La beffa di quei contributi che non diventano pensioni

riformista
apr
20

Da “Il Riformista” del 9 aprile scorso, pag. 3, un articolo sulla campagna radicale per il diritto alla restituzione dei contributi silenti (maggiori informazioni su:  www.radicali.it/contributi-silenti).

Una grave questione di assenza di giustizia e di libertà. Un’emergenza sociale che colpisce i soggetti più deboli ed è destinata ad aggravarsi se la politica, e il sindacato, non interverranno. Alle persone che manifesteranno nelle piazze italiane per sollevare l’attenzione su una generazione condannata alla precarietà, i Radicali propongono la mobilitazione sul tema dei «contributi pensionistici silenti», che vengono versati dai lavoratori precari, parasubordinati e libero professionisti privi di un ordine di categoria, alla gestione separata dell’Inps. Contributi che però non si trasformano in trattamenti previdenziali, poiché quei cittadini non riescono a maturare i requisiti minimi per la pensione: e che restano nelle casse dell’ente pubblico per pagare quelle degli altri.

È un assetto che penalizza proprio i giovani e i precari, che con maggiore difficoltà raggiungono i 35 anni di anzianità, visto che nel mercato legale del lavoro si entra sempre più tardi e in modo intermittente. Anche quando si matura il minimo di contribuzione richiesto, la pensione non supera i 400-500 euro. Ad aggravare la condizione di questa fascia di popolazione è anche l’elevata aliquota dei versamenti, quasi il 27 per cento della retribuzione: una quota che per la verità fu stabilita nel 2006 dal governo di Romano Prodi su pressione dei sindacati. Peraltro il problema non tocca esclusivamente i lavoratori trentenni, sottoposti al regime contributivo, ma anche i più anziani, soggetti a quello retributivo, che richiede almeno vent’anni di attività per maturare la pensione.

Su questo fronte il partito di Pannella e Bonino ha deciso di lanciare un’iniziativa attorno all’obiettivo di restituire quelle risorse ai loro legittimi titolari o ai loro eredi.

A Montecitorio è stata presentata una proposta di legge ad hoc. Progetto che secondo i firmatari dovrà essere calendarizzato e discusso entro la fine dell’anno: anche per questa ragione è stata lanciata per il 20 maggio una manifestazione davanti alle direzioni provinciali dell’Inps. Per comprendere l’ingiustizia compiuta da uno Stato che i promotori del provvedimento definiscono un «Robin Hood alla rovescia», sono sufficienti poche cifre. La gestione separata dell’Inps incassa ogni anno 8 miliardi di euro di contributi, e presenta un attivo di 56 miliardi: ma fornisce prestazioni pensionistiche per 300 milioni.
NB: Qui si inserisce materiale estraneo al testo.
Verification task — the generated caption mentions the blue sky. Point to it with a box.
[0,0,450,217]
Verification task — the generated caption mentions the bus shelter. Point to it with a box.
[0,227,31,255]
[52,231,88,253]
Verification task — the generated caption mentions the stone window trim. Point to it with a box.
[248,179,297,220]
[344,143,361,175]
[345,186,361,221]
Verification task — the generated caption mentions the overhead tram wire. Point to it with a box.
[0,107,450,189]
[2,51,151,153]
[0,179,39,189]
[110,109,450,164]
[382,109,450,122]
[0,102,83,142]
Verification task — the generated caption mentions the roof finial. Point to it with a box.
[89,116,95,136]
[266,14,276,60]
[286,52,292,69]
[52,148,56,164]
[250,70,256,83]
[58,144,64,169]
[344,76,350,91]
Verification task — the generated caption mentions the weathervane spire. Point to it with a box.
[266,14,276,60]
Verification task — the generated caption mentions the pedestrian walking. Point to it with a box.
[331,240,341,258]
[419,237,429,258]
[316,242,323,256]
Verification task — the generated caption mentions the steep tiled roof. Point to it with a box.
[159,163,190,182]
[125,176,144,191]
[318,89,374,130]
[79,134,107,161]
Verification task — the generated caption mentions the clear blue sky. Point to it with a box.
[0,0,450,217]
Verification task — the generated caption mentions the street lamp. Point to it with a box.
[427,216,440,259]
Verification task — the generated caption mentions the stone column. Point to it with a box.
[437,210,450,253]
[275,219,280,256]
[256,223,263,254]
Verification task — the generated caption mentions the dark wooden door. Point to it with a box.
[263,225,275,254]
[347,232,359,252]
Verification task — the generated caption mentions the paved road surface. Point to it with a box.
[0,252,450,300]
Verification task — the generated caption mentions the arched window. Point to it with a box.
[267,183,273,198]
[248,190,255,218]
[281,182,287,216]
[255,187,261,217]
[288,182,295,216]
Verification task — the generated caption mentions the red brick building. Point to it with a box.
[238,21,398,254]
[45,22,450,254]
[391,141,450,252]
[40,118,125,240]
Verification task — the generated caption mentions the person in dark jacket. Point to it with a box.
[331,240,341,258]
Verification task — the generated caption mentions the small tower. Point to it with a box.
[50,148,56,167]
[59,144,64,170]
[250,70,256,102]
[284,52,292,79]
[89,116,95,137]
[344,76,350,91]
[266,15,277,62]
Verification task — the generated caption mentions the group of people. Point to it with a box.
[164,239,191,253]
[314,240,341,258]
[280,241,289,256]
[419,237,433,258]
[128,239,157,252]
Anche se i versamenti previdenziali silenti si possono conoscere solo a posteriori, quei numeri sono eloquenti. «È un dato di ingiustizia e di povertà prodotte dalla partitocrazia – osserva De Lucia – che limita la libertà e la conoscenza di quanto lo Stato sottrae illegittimamente ai cittadini». A conferma del carattere esplosivo della questione, l’esponente radicale cita proprio le parole del presidente dell’Inps, Antonio Mastropasqua. Il quale, pur ribadendo la solidità e l’equilibrio dei conti pensionistici pubblici, affermò che «una simulazione dei dati relativi ai contributi silenti avrebbe potuto provocare un sommovimento sociale». Un intervento sul quale il gruppo radicale presentò due interrogazioni parlamentari, senza alcuna risposta. È la prova, per De Lucia, che «sulla previdenza, così come sul debito pubblico, sulle liberalizzazioni e sulla riforma del Welfare, prevale la linea Tremonti-Sacconi-Romani, ostile a qualunque innovazione radicale, in nome della pace sociale: un comportamento irresponsabile che crea le condizioni di un probabile incendio sociale».
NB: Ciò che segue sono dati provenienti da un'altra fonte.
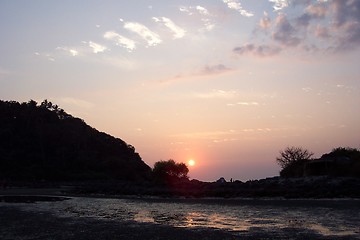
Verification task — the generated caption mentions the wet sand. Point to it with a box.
[0,189,360,240]
[0,204,360,240]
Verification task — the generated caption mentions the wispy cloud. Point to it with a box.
[199,64,232,75]
[179,5,215,31]
[153,17,186,39]
[236,102,259,106]
[89,41,107,53]
[272,14,301,46]
[269,0,289,11]
[233,44,281,57]
[195,90,237,99]
[124,22,162,46]
[56,47,79,57]
[223,0,254,17]
[259,12,271,29]
[104,31,136,51]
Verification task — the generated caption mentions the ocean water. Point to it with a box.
[5,197,360,239]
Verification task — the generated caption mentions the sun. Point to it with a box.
[188,159,195,167]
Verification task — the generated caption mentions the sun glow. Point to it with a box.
[188,159,195,167]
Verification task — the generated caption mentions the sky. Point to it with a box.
[0,0,360,181]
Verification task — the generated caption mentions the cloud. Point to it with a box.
[200,64,232,75]
[153,17,186,39]
[104,31,136,51]
[195,6,210,16]
[269,0,289,11]
[328,0,360,51]
[236,102,259,106]
[223,0,254,17]
[124,22,162,46]
[272,14,301,47]
[259,12,271,29]
[179,5,215,31]
[195,90,237,99]
[56,47,79,57]
[89,41,107,53]
[233,44,282,57]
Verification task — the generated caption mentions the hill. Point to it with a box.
[0,100,151,181]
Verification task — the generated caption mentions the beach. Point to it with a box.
[0,190,360,240]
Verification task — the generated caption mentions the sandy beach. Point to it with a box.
[0,189,360,240]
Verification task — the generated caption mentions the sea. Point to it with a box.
[1,197,360,239]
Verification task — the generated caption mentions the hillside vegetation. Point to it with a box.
[0,100,151,181]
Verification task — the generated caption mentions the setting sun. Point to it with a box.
[188,159,195,167]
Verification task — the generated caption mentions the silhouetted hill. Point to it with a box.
[0,100,151,181]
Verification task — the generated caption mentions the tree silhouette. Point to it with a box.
[276,147,314,169]
[153,159,189,182]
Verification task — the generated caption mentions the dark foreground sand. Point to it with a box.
[0,204,360,240]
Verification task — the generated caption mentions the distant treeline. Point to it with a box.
[0,100,151,181]
[277,147,360,177]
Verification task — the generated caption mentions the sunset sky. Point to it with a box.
[0,0,360,181]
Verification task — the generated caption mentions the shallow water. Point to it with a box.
[0,198,360,239]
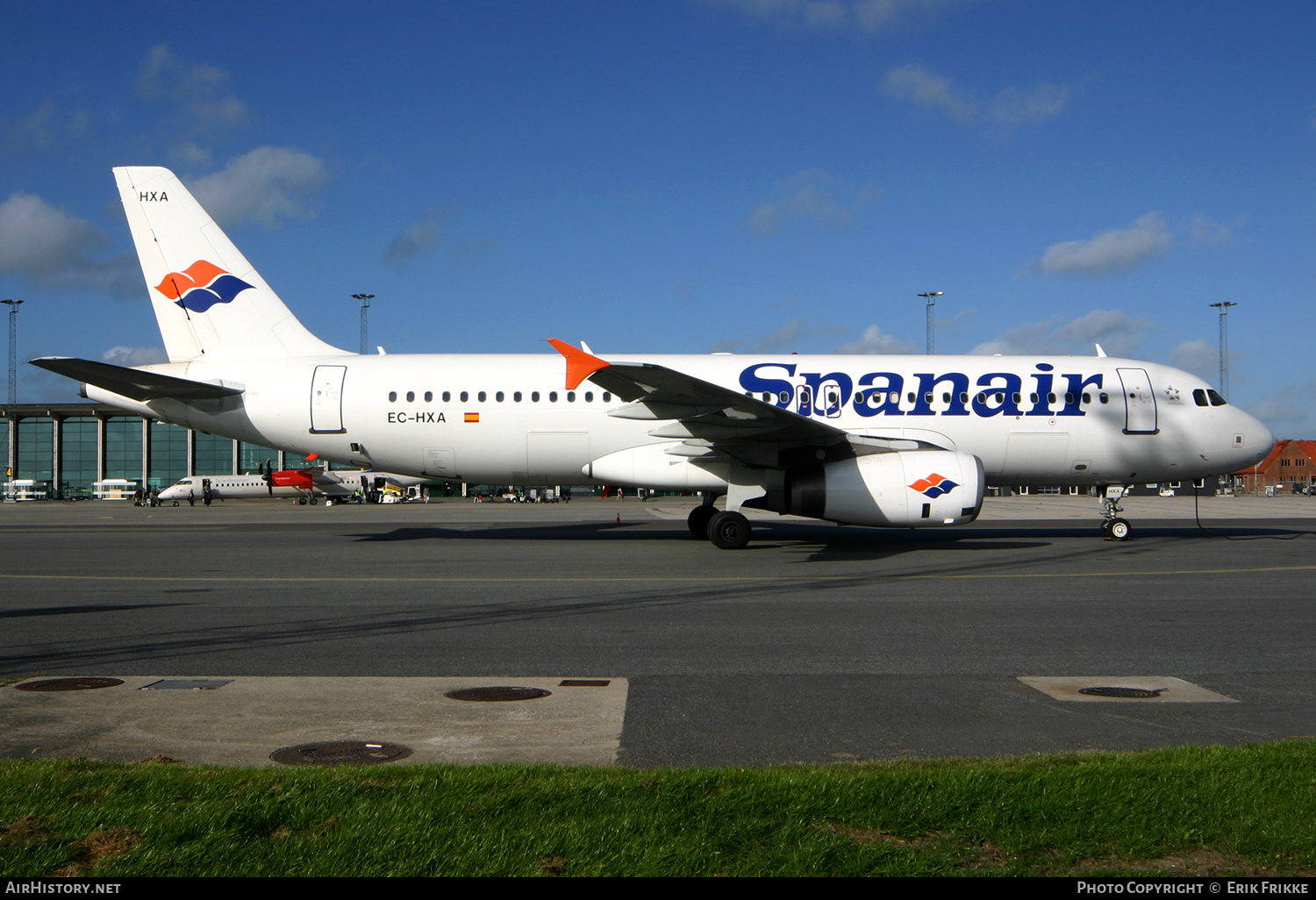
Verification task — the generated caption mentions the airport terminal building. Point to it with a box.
[0,403,329,500]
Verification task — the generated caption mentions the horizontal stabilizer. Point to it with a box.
[31,357,242,403]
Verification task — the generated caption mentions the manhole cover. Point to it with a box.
[270,741,411,766]
[15,678,124,691]
[1078,689,1169,700]
[444,687,553,703]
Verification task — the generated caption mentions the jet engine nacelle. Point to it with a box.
[784,450,984,528]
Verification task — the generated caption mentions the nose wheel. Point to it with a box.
[708,512,750,550]
[1102,518,1134,541]
[1102,484,1134,541]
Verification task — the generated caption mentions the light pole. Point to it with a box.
[0,300,23,492]
[0,300,23,405]
[1211,302,1239,400]
[919,291,945,357]
[352,294,375,355]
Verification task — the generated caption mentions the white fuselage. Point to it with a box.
[87,354,1274,489]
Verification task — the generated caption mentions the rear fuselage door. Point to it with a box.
[1116,368,1157,434]
[311,366,347,434]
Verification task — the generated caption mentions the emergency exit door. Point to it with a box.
[1116,368,1157,434]
[311,366,347,434]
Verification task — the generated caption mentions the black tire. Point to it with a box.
[708,512,750,550]
[686,507,718,541]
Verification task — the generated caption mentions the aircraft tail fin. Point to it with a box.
[115,166,347,362]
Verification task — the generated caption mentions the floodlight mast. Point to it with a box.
[919,291,945,357]
[352,294,375,355]
[1211,302,1239,400]
[0,300,23,407]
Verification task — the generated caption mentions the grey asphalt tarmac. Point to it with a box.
[0,496,1316,768]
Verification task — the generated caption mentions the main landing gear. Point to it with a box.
[1102,484,1134,541]
[686,503,750,550]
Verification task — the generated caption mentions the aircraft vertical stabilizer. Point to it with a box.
[115,166,347,362]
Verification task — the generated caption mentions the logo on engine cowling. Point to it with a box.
[910,473,960,500]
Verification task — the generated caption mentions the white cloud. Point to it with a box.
[833,325,923,354]
[1170,339,1234,384]
[1189,213,1248,244]
[983,84,1069,131]
[970,310,1155,357]
[707,0,947,34]
[137,44,250,129]
[384,210,461,265]
[100,346,168,366]
[882,66,1069,134]
[882,66,978,125]
[1248,382,1316,439]
[1033,212,1174,275]
[191,147,329,228]
[750,168,882,234]
[4,100,92,153]
[0,191,142,296]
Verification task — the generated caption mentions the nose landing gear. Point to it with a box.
[1102,484,1134,541]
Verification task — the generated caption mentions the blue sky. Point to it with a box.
[0,0,1316,437]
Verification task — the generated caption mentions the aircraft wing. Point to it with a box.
[31,357,242,403]
[549,339,916,468]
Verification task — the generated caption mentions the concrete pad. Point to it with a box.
[0,675,628,766]
[1019,675,1239,704]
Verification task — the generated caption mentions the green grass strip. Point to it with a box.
[0,742,1316,878]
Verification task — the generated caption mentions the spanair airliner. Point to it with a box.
[32,168,1274,549]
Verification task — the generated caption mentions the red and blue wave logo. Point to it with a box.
[910,473,960,500]
[155,260,253,312]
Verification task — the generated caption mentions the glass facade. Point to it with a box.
[239,441,279,475]
[105,416,147,482]
[283,453,324,468]
[15,416,55,487]
[192,432,233,475]
[60,416,100,499]
[0,404,426,499]
[147,423,191,491]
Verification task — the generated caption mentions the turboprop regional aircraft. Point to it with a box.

La sfida per gli animatori dell’iniziativa è ora di trovare interlocutori nella politica e nel sindacato. Il muro del silenzio e dell’indifferenza sembra subire le prime brecce: il responsabile del Pd per l’economia, Stefano Fassina, si è espresso infatti a favore del cumulo e della restituzione di tutti i versamenti pensionistici anche per i lavoratori che non abbiano maturato l’anzianità contributiva.